The prototype, known as Dot Matrix Game 001, or DMG-001, had been pitched to Yamauchi-san, with the speculation that it would sell twenty-five million units, when it was shown to Nintendo of America president, Minoru Arakawa, he was convinced he would be able to shift one-hundred million units in the United States. Bold figures, but Nintendo was confident in their product, even if internally some employees laughed at the humble hardware being produced. Nintendo had managed to make a superstar out of Mario when it had bundled Super Mario Bros with the original Nintendo Entertainment System, and they were doubling down that the same would happen with Tetris.


Still, the development of the prototype console was underway, and with high hopes for sales, Nintendo knew they could be onto a winner, possibly even rivalling the sales of their home console product. This new product needed a name though, and that's where Sony, future console rivals of Nintendo, would indirectly influence Nintendo's name choice. The previous decade had seen the rise of the Sony Walkman, a portable cassette player, that was revolutionary at the time. Nintendo liked the name, and wanted to come up with something as fitting for their new revolutionary portable product, the chose game because of what the product did and boy to appeal to a younger audience. So the DMG-001 became the Game Boy, although it's code designation of DMG-001 would stick with it as a product name.


The controller for the handheld console was a direct duplicate of the control pad for the Famicom/NES, put into the body of the handheld. With the same button layouts players were used to, some added additions to the handheld was the ability to adjust the brightness of the screen with a dial and also increase and decrease the volume. Along with this, Nintendo provided a cable to attach two Game Boys together to allow for multiplayer. Whilst this may seem laughable today, it was cutting edge for the time.


The handheld was powered by a custom 8-bit Sharp x80 core at 4.19 MHz, almost twice as fast as the chip that powered the Famicom/NES, and with 4kb of memory onboard, again, double what its home console big brother had, the system had some impressive specifications for its time.


With the packaged game ready, the hardware fixed and ready to go, and a name chosen, Nintendo Research and Development 1's new baby was ready to face the world, but what did the world have in store for it?
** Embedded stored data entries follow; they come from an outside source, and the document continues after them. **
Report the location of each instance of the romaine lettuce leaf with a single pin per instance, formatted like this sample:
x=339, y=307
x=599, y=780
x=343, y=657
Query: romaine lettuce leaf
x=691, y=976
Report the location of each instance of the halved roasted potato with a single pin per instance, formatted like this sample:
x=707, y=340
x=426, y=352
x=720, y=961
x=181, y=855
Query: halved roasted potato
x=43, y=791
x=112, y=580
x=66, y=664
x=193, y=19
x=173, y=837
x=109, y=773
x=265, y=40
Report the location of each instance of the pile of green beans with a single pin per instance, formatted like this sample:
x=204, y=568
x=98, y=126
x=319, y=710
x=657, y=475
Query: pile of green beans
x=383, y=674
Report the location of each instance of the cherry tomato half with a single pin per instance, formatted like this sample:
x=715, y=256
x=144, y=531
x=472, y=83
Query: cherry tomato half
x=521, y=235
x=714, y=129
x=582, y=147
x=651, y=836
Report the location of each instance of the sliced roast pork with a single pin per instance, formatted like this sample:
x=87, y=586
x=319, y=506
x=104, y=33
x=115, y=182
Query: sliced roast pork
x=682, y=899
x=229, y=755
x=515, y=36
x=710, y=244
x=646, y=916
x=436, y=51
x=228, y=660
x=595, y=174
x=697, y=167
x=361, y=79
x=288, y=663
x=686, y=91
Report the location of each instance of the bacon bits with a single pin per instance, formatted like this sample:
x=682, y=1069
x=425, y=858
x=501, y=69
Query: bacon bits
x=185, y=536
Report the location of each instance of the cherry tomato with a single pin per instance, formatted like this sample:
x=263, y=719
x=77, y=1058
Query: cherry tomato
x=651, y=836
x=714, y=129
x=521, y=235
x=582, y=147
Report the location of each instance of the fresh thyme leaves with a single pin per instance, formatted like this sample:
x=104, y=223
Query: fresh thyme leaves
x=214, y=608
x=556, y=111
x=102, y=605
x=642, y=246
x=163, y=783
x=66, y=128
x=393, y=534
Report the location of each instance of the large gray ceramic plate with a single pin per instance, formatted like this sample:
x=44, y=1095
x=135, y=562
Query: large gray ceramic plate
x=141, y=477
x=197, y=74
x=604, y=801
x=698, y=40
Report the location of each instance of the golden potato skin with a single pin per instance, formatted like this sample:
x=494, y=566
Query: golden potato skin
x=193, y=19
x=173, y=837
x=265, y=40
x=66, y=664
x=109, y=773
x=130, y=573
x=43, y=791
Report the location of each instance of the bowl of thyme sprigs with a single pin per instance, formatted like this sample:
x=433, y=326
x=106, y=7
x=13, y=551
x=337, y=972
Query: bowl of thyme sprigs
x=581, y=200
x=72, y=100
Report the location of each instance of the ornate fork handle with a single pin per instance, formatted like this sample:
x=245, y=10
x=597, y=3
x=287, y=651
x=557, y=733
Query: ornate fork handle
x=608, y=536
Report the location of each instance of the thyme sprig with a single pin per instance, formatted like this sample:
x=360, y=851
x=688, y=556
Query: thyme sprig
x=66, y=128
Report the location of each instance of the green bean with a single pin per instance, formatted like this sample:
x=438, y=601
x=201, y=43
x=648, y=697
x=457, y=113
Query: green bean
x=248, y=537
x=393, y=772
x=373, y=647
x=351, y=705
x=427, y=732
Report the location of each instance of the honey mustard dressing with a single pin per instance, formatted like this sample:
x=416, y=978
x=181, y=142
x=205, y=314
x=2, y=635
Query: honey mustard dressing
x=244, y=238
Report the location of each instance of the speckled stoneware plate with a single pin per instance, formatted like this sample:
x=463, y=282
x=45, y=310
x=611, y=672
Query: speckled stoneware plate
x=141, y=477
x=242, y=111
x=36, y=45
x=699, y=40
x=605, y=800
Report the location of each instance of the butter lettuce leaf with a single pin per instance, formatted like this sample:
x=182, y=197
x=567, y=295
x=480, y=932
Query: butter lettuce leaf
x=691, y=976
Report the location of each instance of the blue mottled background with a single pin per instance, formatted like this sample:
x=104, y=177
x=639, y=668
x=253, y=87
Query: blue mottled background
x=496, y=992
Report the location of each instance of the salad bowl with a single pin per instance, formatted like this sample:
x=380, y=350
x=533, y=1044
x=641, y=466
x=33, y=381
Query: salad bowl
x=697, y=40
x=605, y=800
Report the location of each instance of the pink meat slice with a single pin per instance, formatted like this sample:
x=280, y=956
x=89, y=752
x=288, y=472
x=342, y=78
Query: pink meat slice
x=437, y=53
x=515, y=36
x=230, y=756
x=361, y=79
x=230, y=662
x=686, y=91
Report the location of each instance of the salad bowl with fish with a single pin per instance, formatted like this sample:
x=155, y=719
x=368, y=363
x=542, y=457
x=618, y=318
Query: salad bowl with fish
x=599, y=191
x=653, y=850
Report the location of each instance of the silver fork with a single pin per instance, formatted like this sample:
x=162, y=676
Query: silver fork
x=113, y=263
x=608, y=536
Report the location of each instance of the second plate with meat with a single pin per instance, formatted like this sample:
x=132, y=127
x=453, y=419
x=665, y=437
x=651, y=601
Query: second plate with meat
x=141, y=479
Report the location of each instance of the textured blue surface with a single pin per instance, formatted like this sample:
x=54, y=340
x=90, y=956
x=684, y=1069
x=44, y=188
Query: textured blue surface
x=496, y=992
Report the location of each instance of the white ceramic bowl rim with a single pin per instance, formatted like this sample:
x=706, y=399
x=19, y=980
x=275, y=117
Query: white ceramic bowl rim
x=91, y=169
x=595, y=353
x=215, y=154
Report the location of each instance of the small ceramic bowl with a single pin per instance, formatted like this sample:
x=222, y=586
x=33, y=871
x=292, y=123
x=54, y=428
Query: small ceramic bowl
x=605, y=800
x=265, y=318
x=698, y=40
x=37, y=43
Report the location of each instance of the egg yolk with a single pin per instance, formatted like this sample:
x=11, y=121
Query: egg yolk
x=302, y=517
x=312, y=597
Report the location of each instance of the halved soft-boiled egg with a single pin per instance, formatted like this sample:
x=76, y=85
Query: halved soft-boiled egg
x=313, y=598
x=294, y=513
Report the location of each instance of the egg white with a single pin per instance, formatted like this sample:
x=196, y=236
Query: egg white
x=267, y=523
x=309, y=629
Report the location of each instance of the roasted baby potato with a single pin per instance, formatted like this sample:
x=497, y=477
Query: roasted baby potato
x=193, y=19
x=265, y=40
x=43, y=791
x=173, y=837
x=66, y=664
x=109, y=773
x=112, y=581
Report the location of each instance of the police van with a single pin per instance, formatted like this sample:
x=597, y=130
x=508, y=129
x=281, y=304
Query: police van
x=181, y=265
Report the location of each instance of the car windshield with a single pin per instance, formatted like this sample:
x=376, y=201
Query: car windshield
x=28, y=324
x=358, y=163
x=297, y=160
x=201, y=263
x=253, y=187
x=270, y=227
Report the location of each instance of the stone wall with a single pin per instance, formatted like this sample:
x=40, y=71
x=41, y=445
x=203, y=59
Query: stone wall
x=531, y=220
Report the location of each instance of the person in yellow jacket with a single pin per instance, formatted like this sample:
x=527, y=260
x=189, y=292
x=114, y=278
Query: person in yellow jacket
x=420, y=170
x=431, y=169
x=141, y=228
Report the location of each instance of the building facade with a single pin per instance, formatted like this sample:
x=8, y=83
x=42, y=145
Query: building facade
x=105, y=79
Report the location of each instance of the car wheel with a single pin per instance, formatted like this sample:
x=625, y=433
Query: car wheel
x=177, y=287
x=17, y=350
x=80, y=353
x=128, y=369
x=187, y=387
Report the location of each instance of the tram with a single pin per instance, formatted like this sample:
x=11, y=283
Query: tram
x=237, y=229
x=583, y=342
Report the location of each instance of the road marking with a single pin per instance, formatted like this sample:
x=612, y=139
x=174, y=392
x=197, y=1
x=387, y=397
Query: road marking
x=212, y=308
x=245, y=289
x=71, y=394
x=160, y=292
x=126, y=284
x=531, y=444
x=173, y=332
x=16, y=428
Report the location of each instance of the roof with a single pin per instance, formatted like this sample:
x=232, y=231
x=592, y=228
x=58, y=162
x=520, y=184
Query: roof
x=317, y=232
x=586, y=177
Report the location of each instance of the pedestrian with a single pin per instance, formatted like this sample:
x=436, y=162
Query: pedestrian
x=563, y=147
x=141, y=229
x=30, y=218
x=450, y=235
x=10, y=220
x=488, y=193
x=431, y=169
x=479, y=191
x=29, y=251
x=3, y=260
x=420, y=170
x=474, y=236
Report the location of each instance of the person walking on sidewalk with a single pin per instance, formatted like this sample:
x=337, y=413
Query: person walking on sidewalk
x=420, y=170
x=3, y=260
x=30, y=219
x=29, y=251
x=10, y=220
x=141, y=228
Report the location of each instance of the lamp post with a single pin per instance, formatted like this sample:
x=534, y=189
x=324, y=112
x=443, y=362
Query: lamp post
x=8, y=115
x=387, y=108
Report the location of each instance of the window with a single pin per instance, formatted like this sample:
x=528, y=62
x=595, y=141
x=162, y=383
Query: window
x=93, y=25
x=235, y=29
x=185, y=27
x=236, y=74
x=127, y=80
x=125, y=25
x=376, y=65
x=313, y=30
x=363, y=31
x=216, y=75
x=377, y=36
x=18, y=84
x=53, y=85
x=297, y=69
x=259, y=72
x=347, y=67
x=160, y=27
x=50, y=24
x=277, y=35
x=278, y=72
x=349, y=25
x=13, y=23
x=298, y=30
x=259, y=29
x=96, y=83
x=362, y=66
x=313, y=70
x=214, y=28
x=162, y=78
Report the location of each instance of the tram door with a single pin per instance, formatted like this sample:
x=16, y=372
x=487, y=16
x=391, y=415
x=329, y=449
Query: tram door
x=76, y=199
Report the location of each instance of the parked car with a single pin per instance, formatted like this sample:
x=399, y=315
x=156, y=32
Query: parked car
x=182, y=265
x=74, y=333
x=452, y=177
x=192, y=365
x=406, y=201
The Game Boy sold out everywhere. Selling seven million more units than the twenty-five million estimated, but that doesn't mean it was all smooth sailing for the Game Boy. Challengers would appear on the horizon.


Sega's Game Gear, and the Atari Lynx were both technically superior consoles, and whilst they could produce visuals far more appealing than the humble monochromatic graphics players received on the Game Boy, Yokoi-san's wise choice to forego a colour screen for good battery life paid off, with the handheld smashing its technically superior rivals, and long after the rivals had fell into ruin, the Game Boy was still going strong. It would receive an upgraded colour version in 1998, and whilst marketed as a new console, the Game Boy Color was at its heart still the Game Boy.


The system would be responsible for introducing gamers to the Pokémon series, as well as giving us unique adventures such as the Super Mario Land adventures, and new Legend of Zelda games, along with an expansive library of games for the system. By the time the handheld was doing its victory lap with the Game Boy Pocket, the Game Boy was already a symbol of pop culture and one of the icons on the 90s. The name Game Boy would live on until 2008, when it's 32-bit successor, the Game Boy Advance was retired.


The Game Boy sold a staggering 118.69 million units over its lifetime, and is still remembered today by fans the world over. Speak to many gamers from the nineties, and most of them will tell you they played a Game Boy. It is the second-best selling handheld of all-time, only being surpassed by the Nintendo DS, and the third-best selling console of all-time.


With the Game Boy turning 30, that's quite the list of achievements for a humble little console people laughed at.